Department of Clinical Epidemiology and Biostatistics, McMaster University, Hamilton, Ontario, Canada.
Division of Urology and McMaster Pediatric Surgery Research Collaborative, Department of Surgery, McMaster University, Hamilton, Ontario, Canada.
J Urol. 2016 Apr;195(4 Pt 2):1300-5. doi: 10.1016/j.juro.2015.11.049. Epub 2016 Feb 28.
We examined data on a cohort of patients with primary nonrefluxing megaureter to determine risk factors for febrile urinary tract infection, indications for surgery and time to resolution.
The records of patients younger than 24 months with primary nonrefluxing megaureter were prospectively captured from 2008 to 2015. Six a priori defined variables were studied, including gender, circumcision status, hydronephrosis SFU (Society for Fetal Urology) grade (low--1 and 2 vs high--3 and 4), continuous antibiotic prophylaxis use, ureteral dilatation (greater than 11 mm) and tortuosity. Univariate analyses and Cox hazard regression were done for febrile urinary tract infection risk factors. Resolution trends were analyzed using Kaplan-Meier curves.
Mean ± SD age at the first clinic visit was 3.7 ± 4 months and mean followup was 26.3 ± 16.6 months. Of 80 patients with primary megaureter 66 (83%) had high grade hydronephrosis, 72 (90%) were male, 21 (26%) were circumcised and 40 (50%) had ureteral dilatation greater than 11 mm at baseline. Overall continuous antibiotic prophylaxis was prescribed to 34 patients (43%) and febrile urinary tract developed infection in 27 (34%) at a mean age of 5.8 months (median 3, range 1 to 24). Cox regression identified uncircumcised male gender (HR 3.4, 95% CI 1.1-10.7, p = 0.04) and lack of continuous antibiotic prophylaxis (HR 4.1, 95% CI 1.3-12.7, p = 0.01) as independent risk factors for febrile urinary tract infection.
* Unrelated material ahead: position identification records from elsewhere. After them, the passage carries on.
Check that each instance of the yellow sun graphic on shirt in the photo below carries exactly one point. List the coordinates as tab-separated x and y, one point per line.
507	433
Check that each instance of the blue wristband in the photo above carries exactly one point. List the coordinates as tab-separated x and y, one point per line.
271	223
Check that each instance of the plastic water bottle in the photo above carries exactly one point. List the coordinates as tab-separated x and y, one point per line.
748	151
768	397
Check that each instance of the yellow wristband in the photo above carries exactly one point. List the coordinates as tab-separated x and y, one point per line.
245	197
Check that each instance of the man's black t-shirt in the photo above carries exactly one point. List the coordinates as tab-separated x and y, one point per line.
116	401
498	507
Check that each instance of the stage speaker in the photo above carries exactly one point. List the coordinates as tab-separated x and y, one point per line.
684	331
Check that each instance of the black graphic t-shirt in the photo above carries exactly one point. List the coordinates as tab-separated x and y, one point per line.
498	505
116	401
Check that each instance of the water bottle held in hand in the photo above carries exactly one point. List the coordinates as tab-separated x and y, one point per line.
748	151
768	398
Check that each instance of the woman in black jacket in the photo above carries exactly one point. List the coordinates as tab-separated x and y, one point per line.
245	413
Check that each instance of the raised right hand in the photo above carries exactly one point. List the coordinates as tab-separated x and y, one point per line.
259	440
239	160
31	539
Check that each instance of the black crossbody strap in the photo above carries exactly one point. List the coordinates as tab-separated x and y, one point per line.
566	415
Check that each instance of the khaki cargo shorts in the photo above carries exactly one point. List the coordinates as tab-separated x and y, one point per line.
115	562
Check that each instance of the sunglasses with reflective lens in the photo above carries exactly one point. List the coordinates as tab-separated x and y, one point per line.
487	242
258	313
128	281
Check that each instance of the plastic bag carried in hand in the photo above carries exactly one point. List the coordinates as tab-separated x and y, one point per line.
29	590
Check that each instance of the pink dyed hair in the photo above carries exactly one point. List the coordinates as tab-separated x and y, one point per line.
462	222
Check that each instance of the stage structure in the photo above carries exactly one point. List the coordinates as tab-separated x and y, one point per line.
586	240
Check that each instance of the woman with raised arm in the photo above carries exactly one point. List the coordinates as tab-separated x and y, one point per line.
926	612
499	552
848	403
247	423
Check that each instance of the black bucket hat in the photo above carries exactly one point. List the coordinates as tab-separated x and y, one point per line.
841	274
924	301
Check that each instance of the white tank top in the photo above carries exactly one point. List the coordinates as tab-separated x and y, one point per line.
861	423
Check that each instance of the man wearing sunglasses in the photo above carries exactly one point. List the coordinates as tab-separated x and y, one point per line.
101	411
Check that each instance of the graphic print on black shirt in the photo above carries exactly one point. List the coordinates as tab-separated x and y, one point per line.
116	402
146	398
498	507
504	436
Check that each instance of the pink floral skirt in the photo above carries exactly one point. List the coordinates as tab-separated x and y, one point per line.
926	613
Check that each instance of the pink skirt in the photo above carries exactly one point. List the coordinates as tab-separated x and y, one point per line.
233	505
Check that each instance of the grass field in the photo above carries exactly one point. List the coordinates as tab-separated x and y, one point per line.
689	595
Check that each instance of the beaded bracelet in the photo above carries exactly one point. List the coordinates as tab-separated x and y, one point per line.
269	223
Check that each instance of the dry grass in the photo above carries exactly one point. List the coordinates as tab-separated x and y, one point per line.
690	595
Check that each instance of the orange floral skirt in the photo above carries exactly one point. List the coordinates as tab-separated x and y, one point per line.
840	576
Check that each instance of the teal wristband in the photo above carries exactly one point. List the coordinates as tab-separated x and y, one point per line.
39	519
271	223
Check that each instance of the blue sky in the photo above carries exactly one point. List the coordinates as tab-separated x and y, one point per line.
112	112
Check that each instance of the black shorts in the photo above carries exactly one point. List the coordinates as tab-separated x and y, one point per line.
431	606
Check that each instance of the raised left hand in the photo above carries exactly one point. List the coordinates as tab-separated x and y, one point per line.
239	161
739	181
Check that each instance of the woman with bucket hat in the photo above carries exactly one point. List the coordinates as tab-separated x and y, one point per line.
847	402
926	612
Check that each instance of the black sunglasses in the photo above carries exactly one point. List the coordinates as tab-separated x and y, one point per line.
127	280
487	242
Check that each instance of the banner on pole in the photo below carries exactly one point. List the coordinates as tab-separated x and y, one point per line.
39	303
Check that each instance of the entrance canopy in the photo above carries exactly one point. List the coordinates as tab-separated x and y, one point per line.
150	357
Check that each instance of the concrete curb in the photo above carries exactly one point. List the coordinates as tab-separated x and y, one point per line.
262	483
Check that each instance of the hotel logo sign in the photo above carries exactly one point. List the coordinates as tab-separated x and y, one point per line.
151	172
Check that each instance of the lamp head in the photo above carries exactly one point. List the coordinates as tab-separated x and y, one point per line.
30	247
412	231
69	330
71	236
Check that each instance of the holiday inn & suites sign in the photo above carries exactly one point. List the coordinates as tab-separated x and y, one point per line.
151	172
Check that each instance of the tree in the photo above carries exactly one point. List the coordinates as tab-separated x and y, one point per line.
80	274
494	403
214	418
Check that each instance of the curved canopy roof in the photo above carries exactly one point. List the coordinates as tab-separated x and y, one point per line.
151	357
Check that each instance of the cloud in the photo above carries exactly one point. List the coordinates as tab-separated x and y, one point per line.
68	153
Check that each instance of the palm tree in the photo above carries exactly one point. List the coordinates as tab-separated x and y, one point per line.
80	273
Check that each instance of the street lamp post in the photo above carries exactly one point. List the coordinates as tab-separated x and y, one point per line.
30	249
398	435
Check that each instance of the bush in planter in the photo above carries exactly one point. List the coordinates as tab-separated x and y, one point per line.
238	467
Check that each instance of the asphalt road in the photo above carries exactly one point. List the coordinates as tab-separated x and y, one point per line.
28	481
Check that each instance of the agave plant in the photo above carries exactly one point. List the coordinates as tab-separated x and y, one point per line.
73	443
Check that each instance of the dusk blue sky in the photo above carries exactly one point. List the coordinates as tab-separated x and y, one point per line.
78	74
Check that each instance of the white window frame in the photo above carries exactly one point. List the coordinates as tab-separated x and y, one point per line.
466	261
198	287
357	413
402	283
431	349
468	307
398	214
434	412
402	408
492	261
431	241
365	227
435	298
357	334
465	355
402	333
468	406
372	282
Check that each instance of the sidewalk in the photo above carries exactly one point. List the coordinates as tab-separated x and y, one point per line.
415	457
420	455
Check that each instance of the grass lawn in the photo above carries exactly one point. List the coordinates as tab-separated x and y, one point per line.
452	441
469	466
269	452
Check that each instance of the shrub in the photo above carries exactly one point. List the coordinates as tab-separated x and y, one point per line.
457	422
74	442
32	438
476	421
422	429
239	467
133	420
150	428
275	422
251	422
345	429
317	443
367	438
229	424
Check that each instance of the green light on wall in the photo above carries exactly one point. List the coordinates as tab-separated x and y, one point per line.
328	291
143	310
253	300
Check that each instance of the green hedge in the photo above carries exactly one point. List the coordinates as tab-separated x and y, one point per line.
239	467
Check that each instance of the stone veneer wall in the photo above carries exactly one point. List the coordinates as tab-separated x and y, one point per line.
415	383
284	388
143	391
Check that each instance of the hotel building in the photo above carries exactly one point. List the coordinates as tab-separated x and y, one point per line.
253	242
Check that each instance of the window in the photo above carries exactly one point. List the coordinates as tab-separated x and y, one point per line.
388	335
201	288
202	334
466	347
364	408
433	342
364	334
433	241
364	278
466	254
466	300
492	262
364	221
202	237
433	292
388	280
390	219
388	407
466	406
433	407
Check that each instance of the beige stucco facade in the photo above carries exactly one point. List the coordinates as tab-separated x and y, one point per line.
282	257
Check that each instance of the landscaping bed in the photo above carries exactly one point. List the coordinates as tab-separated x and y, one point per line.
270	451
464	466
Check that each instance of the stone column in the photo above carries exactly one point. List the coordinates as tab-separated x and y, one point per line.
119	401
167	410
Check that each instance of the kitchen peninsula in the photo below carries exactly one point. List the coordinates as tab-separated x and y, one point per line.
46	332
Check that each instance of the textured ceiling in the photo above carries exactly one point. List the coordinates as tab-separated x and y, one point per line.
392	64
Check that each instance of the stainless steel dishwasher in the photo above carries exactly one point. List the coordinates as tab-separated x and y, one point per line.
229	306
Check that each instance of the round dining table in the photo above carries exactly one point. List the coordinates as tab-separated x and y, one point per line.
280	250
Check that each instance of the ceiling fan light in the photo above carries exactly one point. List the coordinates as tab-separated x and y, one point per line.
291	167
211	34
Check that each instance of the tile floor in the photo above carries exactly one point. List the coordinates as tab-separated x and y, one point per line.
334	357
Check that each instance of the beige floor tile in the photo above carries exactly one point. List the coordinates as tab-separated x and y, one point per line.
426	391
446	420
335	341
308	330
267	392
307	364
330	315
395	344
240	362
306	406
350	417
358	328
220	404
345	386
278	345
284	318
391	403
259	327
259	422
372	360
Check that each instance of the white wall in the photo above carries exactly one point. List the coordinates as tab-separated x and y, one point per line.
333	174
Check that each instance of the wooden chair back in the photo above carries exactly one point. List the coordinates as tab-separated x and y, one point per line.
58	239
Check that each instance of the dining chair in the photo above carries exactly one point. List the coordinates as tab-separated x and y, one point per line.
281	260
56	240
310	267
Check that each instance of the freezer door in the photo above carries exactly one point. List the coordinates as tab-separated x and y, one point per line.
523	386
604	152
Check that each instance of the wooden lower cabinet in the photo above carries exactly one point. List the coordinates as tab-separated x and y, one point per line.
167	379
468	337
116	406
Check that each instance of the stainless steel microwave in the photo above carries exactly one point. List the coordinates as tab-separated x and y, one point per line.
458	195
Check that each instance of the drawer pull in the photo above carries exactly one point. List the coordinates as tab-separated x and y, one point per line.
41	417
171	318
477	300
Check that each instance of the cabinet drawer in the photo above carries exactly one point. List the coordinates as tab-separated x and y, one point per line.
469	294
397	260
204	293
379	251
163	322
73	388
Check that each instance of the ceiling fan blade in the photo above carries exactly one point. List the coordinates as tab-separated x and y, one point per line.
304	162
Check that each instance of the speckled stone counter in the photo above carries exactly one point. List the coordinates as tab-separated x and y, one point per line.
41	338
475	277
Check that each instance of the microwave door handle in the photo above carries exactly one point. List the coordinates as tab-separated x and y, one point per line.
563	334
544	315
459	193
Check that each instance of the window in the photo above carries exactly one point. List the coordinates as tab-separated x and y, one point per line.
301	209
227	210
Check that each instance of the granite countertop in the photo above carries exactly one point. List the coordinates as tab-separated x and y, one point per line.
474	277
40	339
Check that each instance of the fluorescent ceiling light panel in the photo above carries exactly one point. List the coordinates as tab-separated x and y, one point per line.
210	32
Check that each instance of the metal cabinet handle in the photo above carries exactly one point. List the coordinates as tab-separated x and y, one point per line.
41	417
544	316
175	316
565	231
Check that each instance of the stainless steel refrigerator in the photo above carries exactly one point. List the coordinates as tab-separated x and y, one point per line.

The 19 surgical patients (24%) had a larger mean ureteral diameter immediately preoperatively than those who did not require surgery (17 ± 5 vs 12 ± 4 mm, p <0.01). Kaplan-Meier curves showed that 85% of primary nonrefluxing megaureters that did not require surgery resolved in a median of 17 months.
Febrile urinary tract infection developed in 34% of patients with primary nonrefluxing megaureter within the first 6 months of life. Circumcision and continuous antibiotic prophylaxis significantly decreased febrile urinary tract infection rates in those infants. Ureteral diameter 17 mm or greater was significantly associated with a higher rate of surgical intervention. Overall 76% of megaureters resolved during a median followup of 19 months.
我们研究了一组原发性非反流性巨输尿管患者的队列数据,以确定发热性尿路感染的危险因素、手术指征和缓解时间。
从 2008 年至 2015 年,前瞻性地收集了 80 名年龄小于 24 个月的原发性非反流性巨输尿管患者的记录。研究了六个预先定义的变量,包括性别、割礼状况、肾积水 SFU(胎儿泌尿外科学会)分级(低-1 和 2 级与高-3 和 4 级)、持续使用抗生素预防、输尿管扩张(大于 11mm)和迂曲。对发热性尿路感染的危险因素进行单因素分析和 Cox 风险回归分析。使用 Kaplan-Meier 曲线分析缓解趋势。
首次就诊时的平均年龄±标准差为 3.7±4 个月,平均随访时间为 26.3±16.6 个月。80 例原发性巨输尿管患者中,66 例(83%)有高级别肾积水,72 例(90%)为男性,21 例(26%)接受割礼,40 例(50%)基线时输尿管扩张大于 11mm。总体上,34 名患者(43%)接受了持续抗生素预防治疗,27 名(34%)在平均年龄为 5.8 个月(中位数 3,范围 1 至 24)时出现发热性尿路感染。Cox 回归分析确定未割礼的男性(HR 3.4,95%CI 1.1-10.7,p=0.04)和缺乏持续抗生素预防(HR 4.1,95%CI 1.3-12.7,p=0.01)是发热性尿路感染的独立危险因素。19 名需要手术的患者(24%)的术前输尿管直径平均值大于无需手术的患者(17±5 与 12±4mm,p<0.01)。Kaplan-Meier 曲线显示,85%的原发性非反流性巨输尿管患者无需手术,中位数在 17 个月内缓解。
在原发性非反流性巨输尿管患者中,34%在生命的头 6 个月内发生发热性尿路感染。割礼和持续抗生素预防显著降低了这些婴儿发热性尿路感染的发生率。输尿管直径 17mm 或更大与更高的手术干预率显著相关。总体而言,76%的巨输尿管在中位随访 19 个月时得到缓解。